Washing Trump’s hair and Bloomberg’s meatballs: offbeat moments in US election campaign
Donald Trump’s fixation on water pressure, the bizarre tweets of Michael Bloomberg, a candidate who does push-ups at campaign gatherings, and another who can recite state capitals at lightning speed: AFP is starting its weekly list of the offbeat highlights from the run-up to the US presidential election.
– Political push-ups –
In a country where the age of several front-runners in the race for the White House has raised concerns, 38-year-old Army veteran Tulsi Gabbard, a Democrat from Hawaii, performed a set of push-ups wearing high heels at a campaign stop in New Hampshire on Thursday.
Her show of force came after the Democratic frontrunner, 77-year-old Joe Biden, challenged Trump to a push-up contest after the president questioned his fitness.
– Toilets, sinks and showers –
During a campaign rally in Wisconsin on Tuesday Trump — a notorious climate-change denier — slammed the water-saving standards introduced by his predecessor Barack Obama, which he said affected the performance of toilets, sinks and showers.
“Sinks, toilets and showers — you don’t get any water,” Trump said. “They put restrictors on them, and now they’ve made them permanent.”
“You go into a shower, and I have this beautiful head of hair. I need a lot of water,” the president said to laughter, playing on longstanding speculation about him having hair implants.
– Dolphins and meatballs –
Having missed the last Democratic debate, billionaire candidate Bloomberg had his campaign team send out a series of quirky tweets under the hashtag #BloombergFacts.
“Mike can telepathically communicate with dolphins,” one said.
“Last year alone, Mike spent over $200 million dollars on scratch-off lottery cards,” read another.
Another showed a plate of meatballs — one with an image of Bloomberg superimposed — and asked puzzled followers to decide which one looked most like the former New York City mayor.
– From Alaska to Wyoming –
Many US school kids are tasked with memorizing all 50 states in the union, but can they recite them in just 30 seconds? That was the challenge taken up by Democratic candidate Amy Klobuchar, a senator from Minnesota.
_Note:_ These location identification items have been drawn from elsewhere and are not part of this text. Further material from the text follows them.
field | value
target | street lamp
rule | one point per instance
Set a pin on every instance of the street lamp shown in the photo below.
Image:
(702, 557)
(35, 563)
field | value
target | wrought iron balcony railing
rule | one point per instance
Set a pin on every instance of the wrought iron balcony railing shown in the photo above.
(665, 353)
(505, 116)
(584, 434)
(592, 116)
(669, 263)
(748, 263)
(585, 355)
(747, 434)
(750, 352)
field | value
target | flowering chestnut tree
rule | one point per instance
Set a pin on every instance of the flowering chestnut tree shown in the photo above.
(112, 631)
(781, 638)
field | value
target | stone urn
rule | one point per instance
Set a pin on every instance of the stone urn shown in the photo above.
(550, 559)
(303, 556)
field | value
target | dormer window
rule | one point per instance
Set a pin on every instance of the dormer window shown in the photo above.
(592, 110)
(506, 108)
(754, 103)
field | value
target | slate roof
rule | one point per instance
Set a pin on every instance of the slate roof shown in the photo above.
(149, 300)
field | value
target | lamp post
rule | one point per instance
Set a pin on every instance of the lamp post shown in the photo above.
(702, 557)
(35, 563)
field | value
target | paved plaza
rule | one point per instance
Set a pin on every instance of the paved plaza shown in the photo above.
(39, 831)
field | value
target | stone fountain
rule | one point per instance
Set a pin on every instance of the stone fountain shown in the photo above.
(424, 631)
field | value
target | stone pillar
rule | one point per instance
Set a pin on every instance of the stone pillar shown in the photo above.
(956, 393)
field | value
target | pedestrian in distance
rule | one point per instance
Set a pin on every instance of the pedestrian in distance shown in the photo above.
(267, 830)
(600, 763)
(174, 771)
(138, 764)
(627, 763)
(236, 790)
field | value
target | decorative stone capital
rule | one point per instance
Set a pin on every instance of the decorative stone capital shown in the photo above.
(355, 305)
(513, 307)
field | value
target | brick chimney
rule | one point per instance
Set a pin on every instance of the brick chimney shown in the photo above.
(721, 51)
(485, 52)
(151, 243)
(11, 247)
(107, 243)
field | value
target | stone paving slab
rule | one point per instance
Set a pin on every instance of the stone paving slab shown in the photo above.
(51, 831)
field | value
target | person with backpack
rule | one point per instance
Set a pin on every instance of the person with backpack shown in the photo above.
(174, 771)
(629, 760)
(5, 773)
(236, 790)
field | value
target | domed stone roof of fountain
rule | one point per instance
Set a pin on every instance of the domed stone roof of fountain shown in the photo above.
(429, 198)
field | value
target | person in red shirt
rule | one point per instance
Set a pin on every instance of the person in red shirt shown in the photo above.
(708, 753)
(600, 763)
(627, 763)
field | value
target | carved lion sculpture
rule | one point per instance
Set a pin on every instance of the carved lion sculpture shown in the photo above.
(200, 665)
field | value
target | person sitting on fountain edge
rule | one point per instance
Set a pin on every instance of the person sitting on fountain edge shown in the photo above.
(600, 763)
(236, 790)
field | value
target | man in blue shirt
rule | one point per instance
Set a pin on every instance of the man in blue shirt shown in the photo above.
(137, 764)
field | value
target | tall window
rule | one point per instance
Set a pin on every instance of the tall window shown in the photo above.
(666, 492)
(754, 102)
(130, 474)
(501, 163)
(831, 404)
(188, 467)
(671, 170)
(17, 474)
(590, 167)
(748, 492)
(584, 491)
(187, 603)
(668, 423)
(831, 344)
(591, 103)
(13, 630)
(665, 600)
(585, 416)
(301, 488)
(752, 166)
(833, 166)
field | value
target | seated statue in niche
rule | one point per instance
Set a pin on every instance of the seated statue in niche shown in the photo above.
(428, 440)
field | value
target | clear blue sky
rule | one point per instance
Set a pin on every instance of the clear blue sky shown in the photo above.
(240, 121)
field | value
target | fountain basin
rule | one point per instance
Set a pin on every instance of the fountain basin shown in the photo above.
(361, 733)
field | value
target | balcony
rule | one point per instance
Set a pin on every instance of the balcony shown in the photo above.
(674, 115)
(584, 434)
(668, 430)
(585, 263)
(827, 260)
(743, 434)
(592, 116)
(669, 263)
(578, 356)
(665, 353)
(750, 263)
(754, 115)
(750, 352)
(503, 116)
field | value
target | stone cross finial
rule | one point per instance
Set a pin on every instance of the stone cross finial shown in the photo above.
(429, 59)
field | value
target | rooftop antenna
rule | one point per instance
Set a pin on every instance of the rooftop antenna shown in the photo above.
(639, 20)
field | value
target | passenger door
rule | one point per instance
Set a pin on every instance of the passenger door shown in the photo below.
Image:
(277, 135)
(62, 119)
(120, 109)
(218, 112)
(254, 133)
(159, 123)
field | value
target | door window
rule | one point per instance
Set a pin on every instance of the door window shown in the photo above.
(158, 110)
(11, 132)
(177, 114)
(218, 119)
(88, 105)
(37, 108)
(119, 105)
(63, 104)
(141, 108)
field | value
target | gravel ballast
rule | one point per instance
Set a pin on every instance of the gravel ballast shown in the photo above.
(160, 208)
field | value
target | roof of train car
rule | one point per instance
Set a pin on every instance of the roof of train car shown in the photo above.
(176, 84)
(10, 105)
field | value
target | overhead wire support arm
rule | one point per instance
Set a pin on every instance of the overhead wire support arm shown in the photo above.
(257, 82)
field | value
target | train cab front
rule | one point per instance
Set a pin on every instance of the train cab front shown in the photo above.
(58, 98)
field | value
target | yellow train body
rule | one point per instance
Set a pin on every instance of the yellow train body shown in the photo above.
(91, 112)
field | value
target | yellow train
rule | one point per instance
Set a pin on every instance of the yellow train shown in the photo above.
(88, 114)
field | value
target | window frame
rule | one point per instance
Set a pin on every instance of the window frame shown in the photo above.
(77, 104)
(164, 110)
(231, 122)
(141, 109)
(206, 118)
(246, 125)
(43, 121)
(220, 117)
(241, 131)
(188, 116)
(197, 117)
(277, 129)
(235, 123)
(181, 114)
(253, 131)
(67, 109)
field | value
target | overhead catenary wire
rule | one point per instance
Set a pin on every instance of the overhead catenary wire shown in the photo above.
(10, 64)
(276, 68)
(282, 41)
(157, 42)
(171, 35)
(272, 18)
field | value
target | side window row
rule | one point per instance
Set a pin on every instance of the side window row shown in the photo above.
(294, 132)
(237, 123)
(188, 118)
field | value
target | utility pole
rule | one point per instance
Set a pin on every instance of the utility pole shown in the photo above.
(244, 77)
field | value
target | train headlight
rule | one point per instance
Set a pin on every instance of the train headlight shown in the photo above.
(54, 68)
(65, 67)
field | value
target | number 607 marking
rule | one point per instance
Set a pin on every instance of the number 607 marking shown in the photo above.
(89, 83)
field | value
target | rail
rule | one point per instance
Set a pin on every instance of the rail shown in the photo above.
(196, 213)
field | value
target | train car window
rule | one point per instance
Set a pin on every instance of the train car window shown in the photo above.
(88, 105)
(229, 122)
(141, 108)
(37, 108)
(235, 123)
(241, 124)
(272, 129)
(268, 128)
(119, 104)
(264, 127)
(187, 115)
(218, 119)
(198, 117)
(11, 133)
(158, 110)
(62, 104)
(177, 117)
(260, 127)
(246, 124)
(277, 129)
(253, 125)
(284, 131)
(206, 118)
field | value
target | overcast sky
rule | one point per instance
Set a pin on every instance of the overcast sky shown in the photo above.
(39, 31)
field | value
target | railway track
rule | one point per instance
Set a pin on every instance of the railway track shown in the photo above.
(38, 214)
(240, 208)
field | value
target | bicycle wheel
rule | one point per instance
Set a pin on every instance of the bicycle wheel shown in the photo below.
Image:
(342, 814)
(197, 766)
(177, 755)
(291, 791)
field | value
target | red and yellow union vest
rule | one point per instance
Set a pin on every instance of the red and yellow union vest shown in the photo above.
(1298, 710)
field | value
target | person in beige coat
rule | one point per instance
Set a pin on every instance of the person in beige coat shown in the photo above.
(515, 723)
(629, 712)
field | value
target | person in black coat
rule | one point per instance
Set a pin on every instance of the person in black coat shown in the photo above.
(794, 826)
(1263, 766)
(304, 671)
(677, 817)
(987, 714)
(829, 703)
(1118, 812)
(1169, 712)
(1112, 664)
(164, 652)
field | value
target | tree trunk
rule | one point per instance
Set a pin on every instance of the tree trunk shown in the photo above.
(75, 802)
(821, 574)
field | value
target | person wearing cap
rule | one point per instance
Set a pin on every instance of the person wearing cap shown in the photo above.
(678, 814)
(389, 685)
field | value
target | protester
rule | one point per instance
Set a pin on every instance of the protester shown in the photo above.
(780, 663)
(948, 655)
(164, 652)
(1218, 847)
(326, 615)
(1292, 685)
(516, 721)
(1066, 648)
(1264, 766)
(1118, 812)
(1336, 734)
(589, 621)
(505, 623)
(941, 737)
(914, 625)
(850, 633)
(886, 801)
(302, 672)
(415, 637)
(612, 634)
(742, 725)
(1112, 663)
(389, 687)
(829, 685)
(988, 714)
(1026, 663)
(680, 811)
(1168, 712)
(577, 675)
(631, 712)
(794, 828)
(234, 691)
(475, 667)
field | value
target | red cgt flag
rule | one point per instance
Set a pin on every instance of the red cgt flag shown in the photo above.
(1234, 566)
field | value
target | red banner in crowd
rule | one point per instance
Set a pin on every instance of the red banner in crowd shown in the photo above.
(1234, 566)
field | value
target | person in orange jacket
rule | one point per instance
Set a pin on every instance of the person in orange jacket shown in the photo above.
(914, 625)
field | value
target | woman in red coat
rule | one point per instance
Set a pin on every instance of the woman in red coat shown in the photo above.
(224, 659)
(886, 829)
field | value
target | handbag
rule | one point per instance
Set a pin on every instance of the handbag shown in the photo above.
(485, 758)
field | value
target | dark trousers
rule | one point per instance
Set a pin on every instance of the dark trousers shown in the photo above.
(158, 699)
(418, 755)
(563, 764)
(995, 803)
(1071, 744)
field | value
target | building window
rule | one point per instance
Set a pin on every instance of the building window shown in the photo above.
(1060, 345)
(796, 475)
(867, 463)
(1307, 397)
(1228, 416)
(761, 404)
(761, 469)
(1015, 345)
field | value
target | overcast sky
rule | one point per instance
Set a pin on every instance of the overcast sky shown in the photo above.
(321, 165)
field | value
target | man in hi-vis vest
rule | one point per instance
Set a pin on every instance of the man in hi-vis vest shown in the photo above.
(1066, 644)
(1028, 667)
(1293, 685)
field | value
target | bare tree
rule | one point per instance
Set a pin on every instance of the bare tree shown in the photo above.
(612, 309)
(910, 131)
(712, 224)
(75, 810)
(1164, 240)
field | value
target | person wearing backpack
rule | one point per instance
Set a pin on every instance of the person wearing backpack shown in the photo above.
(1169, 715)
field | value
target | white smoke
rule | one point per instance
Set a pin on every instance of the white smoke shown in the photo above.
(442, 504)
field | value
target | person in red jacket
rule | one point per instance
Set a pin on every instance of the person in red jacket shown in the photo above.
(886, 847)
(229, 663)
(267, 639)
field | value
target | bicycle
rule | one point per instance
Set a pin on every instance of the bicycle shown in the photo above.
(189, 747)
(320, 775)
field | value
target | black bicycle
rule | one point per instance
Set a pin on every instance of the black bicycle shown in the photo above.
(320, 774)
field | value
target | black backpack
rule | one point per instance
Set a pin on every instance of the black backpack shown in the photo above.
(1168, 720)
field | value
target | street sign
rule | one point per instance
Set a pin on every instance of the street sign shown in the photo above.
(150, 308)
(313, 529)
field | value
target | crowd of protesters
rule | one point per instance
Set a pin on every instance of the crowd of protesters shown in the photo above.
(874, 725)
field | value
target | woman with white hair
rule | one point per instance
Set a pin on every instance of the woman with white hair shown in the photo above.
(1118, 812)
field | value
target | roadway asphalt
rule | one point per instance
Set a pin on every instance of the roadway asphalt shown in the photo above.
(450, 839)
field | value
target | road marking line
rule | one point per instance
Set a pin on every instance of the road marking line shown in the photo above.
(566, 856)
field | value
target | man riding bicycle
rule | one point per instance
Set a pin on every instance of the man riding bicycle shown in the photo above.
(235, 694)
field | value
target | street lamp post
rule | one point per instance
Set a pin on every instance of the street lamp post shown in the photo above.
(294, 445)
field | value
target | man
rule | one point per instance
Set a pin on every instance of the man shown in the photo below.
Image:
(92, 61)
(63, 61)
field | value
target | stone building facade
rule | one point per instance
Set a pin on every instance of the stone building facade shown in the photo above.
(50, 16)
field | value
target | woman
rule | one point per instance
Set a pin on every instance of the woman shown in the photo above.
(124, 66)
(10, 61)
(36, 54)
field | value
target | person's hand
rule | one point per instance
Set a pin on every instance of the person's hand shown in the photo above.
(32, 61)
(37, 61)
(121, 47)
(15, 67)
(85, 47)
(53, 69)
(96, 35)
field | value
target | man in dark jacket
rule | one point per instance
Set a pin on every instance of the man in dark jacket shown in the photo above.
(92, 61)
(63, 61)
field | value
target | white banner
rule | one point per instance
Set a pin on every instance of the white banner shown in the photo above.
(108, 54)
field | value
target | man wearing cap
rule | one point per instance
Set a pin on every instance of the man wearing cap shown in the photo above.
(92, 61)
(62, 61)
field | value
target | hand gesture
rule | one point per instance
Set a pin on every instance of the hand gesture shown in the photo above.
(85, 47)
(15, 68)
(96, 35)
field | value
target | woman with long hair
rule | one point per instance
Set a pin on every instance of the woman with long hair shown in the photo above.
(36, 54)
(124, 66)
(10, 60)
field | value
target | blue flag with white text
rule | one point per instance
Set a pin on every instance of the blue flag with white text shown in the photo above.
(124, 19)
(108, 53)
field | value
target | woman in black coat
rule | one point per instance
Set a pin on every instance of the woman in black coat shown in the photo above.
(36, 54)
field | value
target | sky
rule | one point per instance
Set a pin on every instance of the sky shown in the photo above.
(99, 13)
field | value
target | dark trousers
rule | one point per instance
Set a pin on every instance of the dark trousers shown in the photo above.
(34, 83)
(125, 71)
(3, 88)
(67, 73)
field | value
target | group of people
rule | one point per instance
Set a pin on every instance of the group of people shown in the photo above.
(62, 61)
Hailing the fact that several Republican-led states now have Democratic governors — Kentucky, Louisiana and Virginia — she began to rattle off an alphabetic list of all the states in the union, cheered on by her supporters. “Alaska, Alabama, Arizona, Arkansas … ” she said, with barely a pause to draw breath. When she got to Wisconsin she proudly asked if any other candidate in the field could match her.